The new research results, announced July 25 at the Alzheimer’s Association International Conference (AAIC), show aggressive treatment of high blood pressure (targeting a systolic blood pressure goal of less than 120 mm Hg) resulting in fewer new cases of mild cognitive impairment (slight but noticeable and measurable decline in cognitive abilities that is not severe enough to interfere with daily life) and dementia.

These findings are exciting because they show — more conclusively than ever before — that there are things we can do, especially regarding cardiovascular disease risk factors, to reduce our risk of mild cognitive impairment and dementia.

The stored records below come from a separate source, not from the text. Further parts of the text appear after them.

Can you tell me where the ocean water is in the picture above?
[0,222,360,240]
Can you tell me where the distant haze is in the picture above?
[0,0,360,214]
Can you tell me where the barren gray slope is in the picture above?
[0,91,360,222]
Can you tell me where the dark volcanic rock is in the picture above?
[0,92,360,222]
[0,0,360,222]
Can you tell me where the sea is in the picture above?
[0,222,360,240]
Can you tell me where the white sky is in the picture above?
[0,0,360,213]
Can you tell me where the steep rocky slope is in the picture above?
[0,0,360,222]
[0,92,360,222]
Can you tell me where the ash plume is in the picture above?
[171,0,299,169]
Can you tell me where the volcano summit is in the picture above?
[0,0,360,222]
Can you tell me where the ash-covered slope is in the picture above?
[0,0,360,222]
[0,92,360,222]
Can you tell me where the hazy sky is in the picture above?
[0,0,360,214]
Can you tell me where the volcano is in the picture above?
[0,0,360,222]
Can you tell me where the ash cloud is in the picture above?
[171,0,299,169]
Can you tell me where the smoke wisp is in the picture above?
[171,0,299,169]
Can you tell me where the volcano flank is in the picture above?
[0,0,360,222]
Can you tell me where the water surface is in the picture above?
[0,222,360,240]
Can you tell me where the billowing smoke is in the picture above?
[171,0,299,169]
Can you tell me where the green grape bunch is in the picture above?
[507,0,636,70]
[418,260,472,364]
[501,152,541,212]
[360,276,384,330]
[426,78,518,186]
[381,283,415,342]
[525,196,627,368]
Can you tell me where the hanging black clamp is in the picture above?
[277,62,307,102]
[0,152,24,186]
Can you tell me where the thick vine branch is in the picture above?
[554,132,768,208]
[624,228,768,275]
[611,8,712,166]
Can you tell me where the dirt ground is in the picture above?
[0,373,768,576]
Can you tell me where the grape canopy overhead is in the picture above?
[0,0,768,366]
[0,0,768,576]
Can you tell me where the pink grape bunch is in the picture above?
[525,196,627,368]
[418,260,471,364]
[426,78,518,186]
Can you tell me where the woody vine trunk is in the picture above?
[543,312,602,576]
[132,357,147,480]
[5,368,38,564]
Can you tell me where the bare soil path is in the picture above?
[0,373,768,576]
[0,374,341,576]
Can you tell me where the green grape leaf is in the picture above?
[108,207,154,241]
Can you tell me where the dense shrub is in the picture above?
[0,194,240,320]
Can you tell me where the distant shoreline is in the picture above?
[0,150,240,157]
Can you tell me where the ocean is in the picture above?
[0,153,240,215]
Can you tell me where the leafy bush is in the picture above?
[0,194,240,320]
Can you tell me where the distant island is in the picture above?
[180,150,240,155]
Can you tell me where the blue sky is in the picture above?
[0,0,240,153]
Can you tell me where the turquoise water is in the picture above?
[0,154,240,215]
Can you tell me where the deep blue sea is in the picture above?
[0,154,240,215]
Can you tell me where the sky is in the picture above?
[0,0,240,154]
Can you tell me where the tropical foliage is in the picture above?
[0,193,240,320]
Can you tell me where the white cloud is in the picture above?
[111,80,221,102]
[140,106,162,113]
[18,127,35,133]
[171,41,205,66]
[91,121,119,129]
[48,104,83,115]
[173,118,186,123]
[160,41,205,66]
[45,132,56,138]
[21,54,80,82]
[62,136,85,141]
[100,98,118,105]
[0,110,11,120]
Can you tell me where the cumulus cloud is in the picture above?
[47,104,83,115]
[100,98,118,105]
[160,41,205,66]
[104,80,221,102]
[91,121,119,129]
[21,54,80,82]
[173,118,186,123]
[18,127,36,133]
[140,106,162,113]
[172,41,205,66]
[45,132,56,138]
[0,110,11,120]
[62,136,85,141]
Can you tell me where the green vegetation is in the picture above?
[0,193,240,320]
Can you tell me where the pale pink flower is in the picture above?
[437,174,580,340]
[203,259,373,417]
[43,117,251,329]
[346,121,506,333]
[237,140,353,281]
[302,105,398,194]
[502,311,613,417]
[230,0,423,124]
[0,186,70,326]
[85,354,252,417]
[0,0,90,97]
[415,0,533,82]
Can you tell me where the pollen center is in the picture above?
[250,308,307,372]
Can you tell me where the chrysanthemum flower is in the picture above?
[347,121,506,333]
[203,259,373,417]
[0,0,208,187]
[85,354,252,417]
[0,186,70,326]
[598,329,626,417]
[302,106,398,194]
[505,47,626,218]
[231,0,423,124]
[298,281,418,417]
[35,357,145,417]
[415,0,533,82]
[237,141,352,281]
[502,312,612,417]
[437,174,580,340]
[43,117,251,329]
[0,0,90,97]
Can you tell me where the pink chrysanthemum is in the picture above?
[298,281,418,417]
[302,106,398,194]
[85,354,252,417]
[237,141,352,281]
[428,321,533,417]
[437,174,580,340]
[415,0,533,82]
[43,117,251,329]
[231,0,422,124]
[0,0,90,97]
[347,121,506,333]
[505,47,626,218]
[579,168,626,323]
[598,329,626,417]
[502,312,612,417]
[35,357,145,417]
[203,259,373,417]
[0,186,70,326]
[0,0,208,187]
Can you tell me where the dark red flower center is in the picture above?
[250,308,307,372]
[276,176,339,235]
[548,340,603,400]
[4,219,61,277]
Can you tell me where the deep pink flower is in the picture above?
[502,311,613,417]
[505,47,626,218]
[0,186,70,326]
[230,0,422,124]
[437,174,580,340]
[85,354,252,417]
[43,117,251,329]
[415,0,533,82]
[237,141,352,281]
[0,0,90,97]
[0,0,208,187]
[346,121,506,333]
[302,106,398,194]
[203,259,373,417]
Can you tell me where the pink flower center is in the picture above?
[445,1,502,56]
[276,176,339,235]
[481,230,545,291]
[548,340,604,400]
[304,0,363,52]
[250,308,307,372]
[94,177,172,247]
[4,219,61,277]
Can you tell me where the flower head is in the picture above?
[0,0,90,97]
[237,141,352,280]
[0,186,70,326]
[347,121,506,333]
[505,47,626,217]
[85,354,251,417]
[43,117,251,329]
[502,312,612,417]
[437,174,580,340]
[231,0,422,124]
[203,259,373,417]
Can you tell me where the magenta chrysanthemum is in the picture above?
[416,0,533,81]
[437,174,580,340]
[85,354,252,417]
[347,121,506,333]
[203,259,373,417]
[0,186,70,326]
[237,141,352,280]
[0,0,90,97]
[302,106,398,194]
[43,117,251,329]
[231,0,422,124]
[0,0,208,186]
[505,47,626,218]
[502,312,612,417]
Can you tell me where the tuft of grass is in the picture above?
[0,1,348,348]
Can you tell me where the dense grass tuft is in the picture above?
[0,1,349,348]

The future of dementia prevention could be in treating the whole person with a combination of drugs and modifiable lifestyle changes — as we do now in cardiovascular disease.

The research – The SPRINT MIND trial looked at two different approaches to controlling high blood pressure and how that impacts mild cognitive impairment and dementia. In one group of participants, blood pressure was aggressively treated with a goal of a systolic pressure less than 120 mm Hg. (Systolic pressure is the pressure in your arteries when the heart pumps and is the higher number when blood pressure is measured.) In another group of participants, blood pressure was treated with a goal of a systolic pressure less than 140 mm Hg. The study participants, 9,361 hypertensive older adults, had an increased cardiovascular risk, but had not been diagnosed with diabetes, dementia or prior stroke.

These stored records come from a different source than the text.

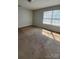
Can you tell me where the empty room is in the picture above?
[18,0,60,59]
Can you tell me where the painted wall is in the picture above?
[33,5,60,32]
[18,7,32,28]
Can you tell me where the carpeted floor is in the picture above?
[18,27,60,59]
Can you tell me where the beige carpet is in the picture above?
[18,27,60,59]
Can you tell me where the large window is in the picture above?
[43,10,60,26]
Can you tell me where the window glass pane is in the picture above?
[52,10,60,26]
[43,11,52,18]
[43,18,51,24]
[43,10,60,26]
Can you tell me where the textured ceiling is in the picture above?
[18,0,60,10]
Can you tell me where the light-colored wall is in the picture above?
[18,7,32,28]
[33,5,60,32]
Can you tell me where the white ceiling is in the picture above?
[18,0,60,10]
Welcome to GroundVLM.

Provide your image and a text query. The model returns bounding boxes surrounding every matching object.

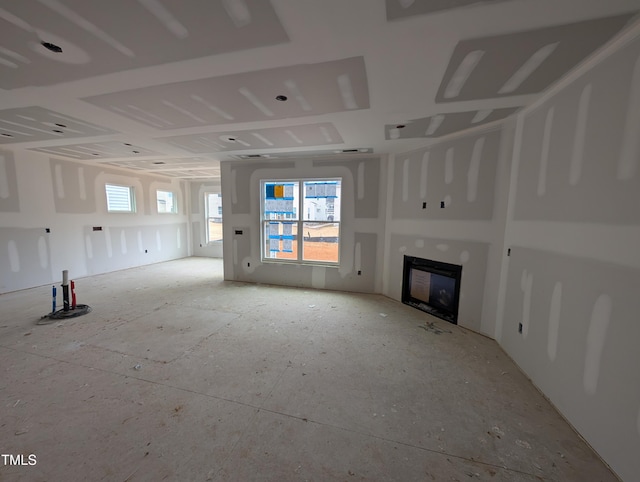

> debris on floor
[418,321,453,335]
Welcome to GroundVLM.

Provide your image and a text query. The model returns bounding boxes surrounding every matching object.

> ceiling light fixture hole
[40,42,62,54]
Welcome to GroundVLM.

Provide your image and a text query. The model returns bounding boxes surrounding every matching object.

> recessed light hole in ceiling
[40,41,62,54]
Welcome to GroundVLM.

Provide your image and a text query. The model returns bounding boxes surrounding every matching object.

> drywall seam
[520,18,640,114]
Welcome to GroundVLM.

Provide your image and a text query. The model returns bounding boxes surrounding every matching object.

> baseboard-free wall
[189,180,224,258]
[495,28,640,480]
[0,149,189,293]
[383,126,510,334]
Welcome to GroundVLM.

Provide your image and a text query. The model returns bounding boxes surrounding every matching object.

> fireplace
[402,256,462,325]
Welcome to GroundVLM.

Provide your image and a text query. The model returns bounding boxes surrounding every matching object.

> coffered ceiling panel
[105,157,220,173]
[436,14,632,102]
[230,147,373,159]
[29,141,159,161]
[384,107,519,139]
[159,122,343,154]
[0,0,288,89]
[83,57,369,130]
[161,168,220,179]
[0,106,116,144]
[386,0,510,20]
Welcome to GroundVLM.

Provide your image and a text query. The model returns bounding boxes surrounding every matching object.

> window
[104,184,136,213]
[156,191,178,214]
[204,192,222,243]
[261,179,341,264]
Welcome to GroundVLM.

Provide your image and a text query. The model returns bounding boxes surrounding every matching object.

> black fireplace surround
[402,255,462,325]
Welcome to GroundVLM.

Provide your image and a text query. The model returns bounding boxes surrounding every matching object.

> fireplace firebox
[402,255,462,325]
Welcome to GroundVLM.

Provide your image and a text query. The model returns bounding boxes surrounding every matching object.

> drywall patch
[231,169,238,204]
[420,151,430,199]
[103,228,113,258]
[84,234,93,259]
[547,281,562,361]
[617,53,640,181]
[467,137,485,203]
[520,269,533,338]
[0,154,11,199]
[444,147,453,184]
[120,229,127,254]
[402,158,409,202]
[233,239,238,266]
[38,236,49,269]
[78,167,87,201]
[7,240,20,273]
[311,266,327,289]
[584,294,613,395]
[537,107,555,196]
[53,164,64,199]
[569,84,591,186]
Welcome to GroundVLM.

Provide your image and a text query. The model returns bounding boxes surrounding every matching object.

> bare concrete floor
[0,258,617,481]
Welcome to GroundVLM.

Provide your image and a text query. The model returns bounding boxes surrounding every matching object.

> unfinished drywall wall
[0,150,189,293]
[496,32,640,480]
[384,127,509,334]
[221,157,384,292]
[0,150,20,213]
[190,179,224,258]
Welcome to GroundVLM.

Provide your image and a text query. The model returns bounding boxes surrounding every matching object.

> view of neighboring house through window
[204,192,222,243]
[104,184,136,213]
[261,179,341,264]
[156,191,178,214]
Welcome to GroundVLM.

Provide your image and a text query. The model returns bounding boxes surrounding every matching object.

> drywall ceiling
[0,0,640,179]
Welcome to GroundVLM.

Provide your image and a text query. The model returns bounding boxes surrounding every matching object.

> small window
[104,184,136,213]
[156,191,178,214]
[204,192,222,243]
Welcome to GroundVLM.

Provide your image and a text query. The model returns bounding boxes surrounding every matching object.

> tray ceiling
[0,0,640,179]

The results were significant: In the group that received intensive blood pressure treatment (120 mm Hg), 19 percent less people developed mild cognitive impairment. When the researchers looked at reduction in risk of mild cognitive impairment and dementia, they found that 15 percent less people developed mild cognitive impairment or dementia (regardless of the underlying cause).

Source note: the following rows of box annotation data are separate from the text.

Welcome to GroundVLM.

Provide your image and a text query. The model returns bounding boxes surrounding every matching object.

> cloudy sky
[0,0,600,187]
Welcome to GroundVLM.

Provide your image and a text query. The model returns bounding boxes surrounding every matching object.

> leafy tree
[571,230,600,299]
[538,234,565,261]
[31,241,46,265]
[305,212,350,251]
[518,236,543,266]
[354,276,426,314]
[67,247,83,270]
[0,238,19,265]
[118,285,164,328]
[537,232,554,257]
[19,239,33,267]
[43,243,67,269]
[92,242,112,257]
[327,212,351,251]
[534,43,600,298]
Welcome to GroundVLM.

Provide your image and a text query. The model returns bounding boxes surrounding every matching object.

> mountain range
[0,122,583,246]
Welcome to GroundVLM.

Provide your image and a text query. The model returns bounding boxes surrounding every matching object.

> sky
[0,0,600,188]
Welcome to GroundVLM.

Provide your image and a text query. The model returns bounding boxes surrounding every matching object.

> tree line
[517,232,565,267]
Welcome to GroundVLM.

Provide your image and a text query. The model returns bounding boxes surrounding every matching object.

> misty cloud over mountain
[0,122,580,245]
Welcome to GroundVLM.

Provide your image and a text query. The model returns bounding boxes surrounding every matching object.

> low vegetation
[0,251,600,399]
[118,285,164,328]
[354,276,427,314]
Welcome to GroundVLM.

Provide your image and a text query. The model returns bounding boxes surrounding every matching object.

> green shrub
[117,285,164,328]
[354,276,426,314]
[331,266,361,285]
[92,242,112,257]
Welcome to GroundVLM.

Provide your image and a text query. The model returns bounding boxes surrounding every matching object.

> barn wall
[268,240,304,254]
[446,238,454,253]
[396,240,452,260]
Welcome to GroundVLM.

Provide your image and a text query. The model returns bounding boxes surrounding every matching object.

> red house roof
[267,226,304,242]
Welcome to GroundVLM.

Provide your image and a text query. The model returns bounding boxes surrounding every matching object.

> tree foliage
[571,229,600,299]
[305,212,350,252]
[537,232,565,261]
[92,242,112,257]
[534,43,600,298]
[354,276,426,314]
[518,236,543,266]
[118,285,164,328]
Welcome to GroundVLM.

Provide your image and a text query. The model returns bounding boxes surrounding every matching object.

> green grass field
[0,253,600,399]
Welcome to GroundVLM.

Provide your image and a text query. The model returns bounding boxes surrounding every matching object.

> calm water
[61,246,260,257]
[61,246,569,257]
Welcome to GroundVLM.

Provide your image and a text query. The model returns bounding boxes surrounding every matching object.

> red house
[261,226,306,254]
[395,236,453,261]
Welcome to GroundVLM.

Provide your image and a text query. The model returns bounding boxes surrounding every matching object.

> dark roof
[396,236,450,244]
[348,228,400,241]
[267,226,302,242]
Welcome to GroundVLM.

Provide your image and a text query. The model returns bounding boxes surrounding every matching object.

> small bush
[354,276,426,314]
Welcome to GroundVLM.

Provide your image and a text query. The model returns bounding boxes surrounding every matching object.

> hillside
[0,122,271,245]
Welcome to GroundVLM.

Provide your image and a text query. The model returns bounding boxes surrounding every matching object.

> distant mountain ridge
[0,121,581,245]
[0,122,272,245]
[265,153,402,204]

Hope on the horizon – Research is continuing to demonstrate that dementia is not just something that happens at the end of life. Instead there are many factors throughout life that affect brain health and the risk of developing dementia, including cardiovascular health, nutrition, education and learning, and reproductive events in a women’s life, all topics with new data presented at AAIC.

While more research is needed on all causes of dementia, the new data from the SPRINT MIND trial is an exciting first in our understanding of how aggressively treating systolic blood pressure (especially for those older than the age of 50) can be part of a solution.

These new findings further reinforce the importance of the Alzheimer’s Association U.S. Study to Protect Brain Health Through Lifestyle Intervention to Reduce Risk (U.S. POINTER), as the study includes managing cardiovascular disease risk factors as part of the multi-component lifestyle interventions.

This two-year clinical trial funded by the Alzheimer’s Association will examine whether lifestyle interventions can protect cognitive function in older adults at increased risk for cognitive decline. The interventions include physical exercise, nutritional counseling and modification, cognitive and social stimulation, and improved self-management of health status.

U.S. POINTER is the first such study to be conducted in a large group of Americans (approximately 2,000 volunteer older adults who are at increased risk for dementia will be enrolled and followed for two years). Positive results would provide evidence for behavior changes that could limit the devastating effects of dementia.

We have seen lifestyle changes have helped drive down death rates from cancer, heart disease and other major diseases and our goal is to determine if they same could be true for Alzheimer’s and other dementias. With more than 5 million Americans living with Alzheimer’s dementia today and more than 28 million baby boomers expected to develop Alzheimer’s between now and 2050, such findings could be key to lessening the symptoms and devastation of Alzheimer’s and other dementias for millions of people.